An die für gehobene Ansprüche errichteten Mietwohnobjekte mit Vorgärten an der Stammheimer Straße nördlich des Riehler Gürtels schließen sich die durch Gartengrün und Baumbestand aufgelockerten, aufwendigen, zumeist zweigeschossigen und stilistisch einheitlichen Wohnbauten Mathias-Schleiden-, Theodor-Schwann-, Johannes-Müller-Straße und Am Botanischen Garten/Riehler Gürtel an, die jeweils - wie auch die Nrn. 133-139 - als Gruppenbauten kleinere Baueinheiten bilden. Das Wohnviertel weist die besonderen Vorzüge der Nähe zu Flora, Botanischem- und Zoologischem Garten und zum Citybereich auf. Die unmittelbare Umgebung prägen die Siedlungsbauten Ecke Riehler Gürtel/Esenbeckstraße in expressionistischen Formen der Zwischenkriegszeit und die Eckbereichsbebauung zur Amsterdamer Straße.

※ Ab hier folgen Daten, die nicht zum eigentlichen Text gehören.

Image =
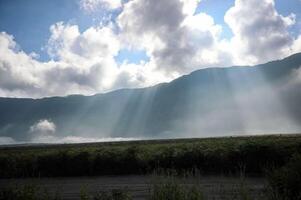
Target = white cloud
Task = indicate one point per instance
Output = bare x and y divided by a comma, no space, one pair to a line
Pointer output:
6,140
94,5
260,32
43,127
176,39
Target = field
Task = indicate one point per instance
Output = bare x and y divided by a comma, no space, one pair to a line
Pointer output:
274,158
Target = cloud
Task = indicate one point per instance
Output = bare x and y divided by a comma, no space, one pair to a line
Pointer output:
260,32
6,140
43,126
176,39
93,5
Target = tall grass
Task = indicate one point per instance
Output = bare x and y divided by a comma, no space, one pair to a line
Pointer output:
285,182
209,156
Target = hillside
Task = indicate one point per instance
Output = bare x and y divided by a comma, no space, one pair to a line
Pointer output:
213,101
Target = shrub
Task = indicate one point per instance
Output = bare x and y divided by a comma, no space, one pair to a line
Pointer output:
285,182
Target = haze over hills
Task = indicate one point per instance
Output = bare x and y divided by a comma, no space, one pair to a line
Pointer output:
208,102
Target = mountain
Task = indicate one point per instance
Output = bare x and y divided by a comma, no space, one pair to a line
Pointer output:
214,101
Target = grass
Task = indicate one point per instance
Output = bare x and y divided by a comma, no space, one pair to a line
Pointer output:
207,156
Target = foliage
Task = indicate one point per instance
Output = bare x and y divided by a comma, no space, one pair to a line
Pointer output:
285,182
209,156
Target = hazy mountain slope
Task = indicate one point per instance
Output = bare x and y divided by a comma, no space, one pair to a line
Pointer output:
263,98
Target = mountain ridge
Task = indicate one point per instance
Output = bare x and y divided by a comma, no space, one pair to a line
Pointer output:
211,101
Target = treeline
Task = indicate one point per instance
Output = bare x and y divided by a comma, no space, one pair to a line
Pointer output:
250,155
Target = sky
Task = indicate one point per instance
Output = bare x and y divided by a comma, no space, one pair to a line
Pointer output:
62,47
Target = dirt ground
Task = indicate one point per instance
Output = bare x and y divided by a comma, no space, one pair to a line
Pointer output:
213,187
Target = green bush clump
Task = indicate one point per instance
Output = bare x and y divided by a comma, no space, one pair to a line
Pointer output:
170,189
208,156
285,182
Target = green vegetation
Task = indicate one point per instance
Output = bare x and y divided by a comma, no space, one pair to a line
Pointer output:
208,156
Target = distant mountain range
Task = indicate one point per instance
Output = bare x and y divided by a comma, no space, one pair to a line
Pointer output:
215,101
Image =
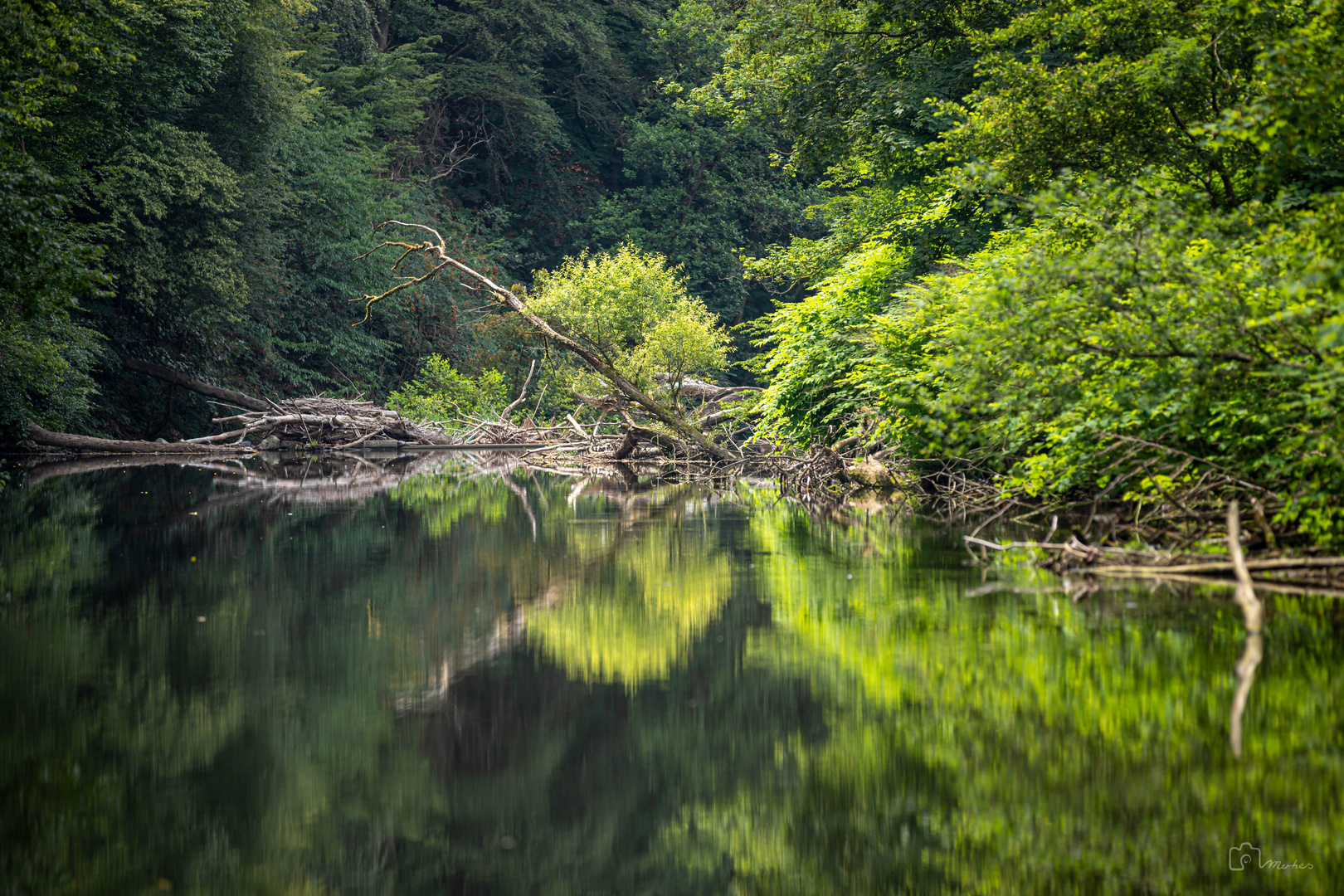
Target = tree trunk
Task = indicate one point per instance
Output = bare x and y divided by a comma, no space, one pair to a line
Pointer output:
511,299
168,375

Das Bauensemble zeigt charakteristische Merkmale von Doppelvillen mit Anklängen an expressionistische Siedlungsbauten in Backstein. Das Gebäude 139 ist ein markantes Beispiel für die hohen Ansprüche genügende Baukultur repräsentativer Reihenbauten im dritten Jahrzehnt unseres Jahrhunderts. Es wurde in Einheit mit den Nachbargebäuden (133-137) errichtet; alle vier Häuser weisen eine gleichförmige, symmetrische Behandlung der Fassaden mit Betonung der risalitartigen Außenachsen, der Eingangsbereiche und der aufwendigen Gestaltung mit verbindender Pergola in Backstein auf. Die künstlerische Gestaltung weist individuelle Gestaltungsdetails einer traditionellen Moderne und einer malerisch bewegten Architektursprache mit zeittypischen Baumerkmalen in expressionistischen Formen auf (Verbindung von Plastik, Tuffstein und Reliefs). Die optisch in der Horizontalen betonten Gebäude zeigen dekorative und repräsentative Formen (Vielfalt der Fensterformen), die gestaltbildend ineinandergreifen und sich dem Vorrang der Architektur in der Gestaltung unterordnen (Schmuckformen: einheitliche Komposition der beiden Doppelvillen, Sockelbereich mit horizontalem Backsteinbändern, Brüstungsbereich im Erdgeschoß mit Horizontalprofilen in rheinischem Tuffstein). Die Dachlandschaft faßt die einheitlich behandelten Fassaden zusammen. Wesentlicher Bestandteil des ursprünglichen Erscheinungsbilds ist der eingefriedete große Vorgarten und der rückwärtige Gartenbereich. Die Gesamtanlage fügt sich harmonisch in die gehobene Wohnhausarchitektur des Straßenzuges, dessen reich dekorierte Baukörper mit Risaliten, Erkern, Balkonen und Ziergiebeln in historisierenden und zeitgemäß modernen Formen und Varianten des Jugendstils dem Wohnviertel sein charakteristisches Gepräge geben. Aufgrund der weitgehenden Erhaltung des Originalzustands, des Treppenhauses, Teilen der Interieurs und der Fassaden (mit dekorativ gestaltetem Traufgesims und Einschluß eines Keilsteins), die individuell gestaltete und zeitgemäß moderne architektonische Formen zeigen, ist das Gebäude für das Erscheinungsbild der Xantener Straße und als Dokument des Sozialstatus der bürgerlichen Bauherrenschaft im dritten Jahrzehnts des 20. Jahrhunderts von hoher Bedeutung. Das Wohnhaus Xantener Straße 139 ist als zeittypisches Dokument gebauter Architektur ein unverzichtbarer Bestandteil der Kölner Baukunst.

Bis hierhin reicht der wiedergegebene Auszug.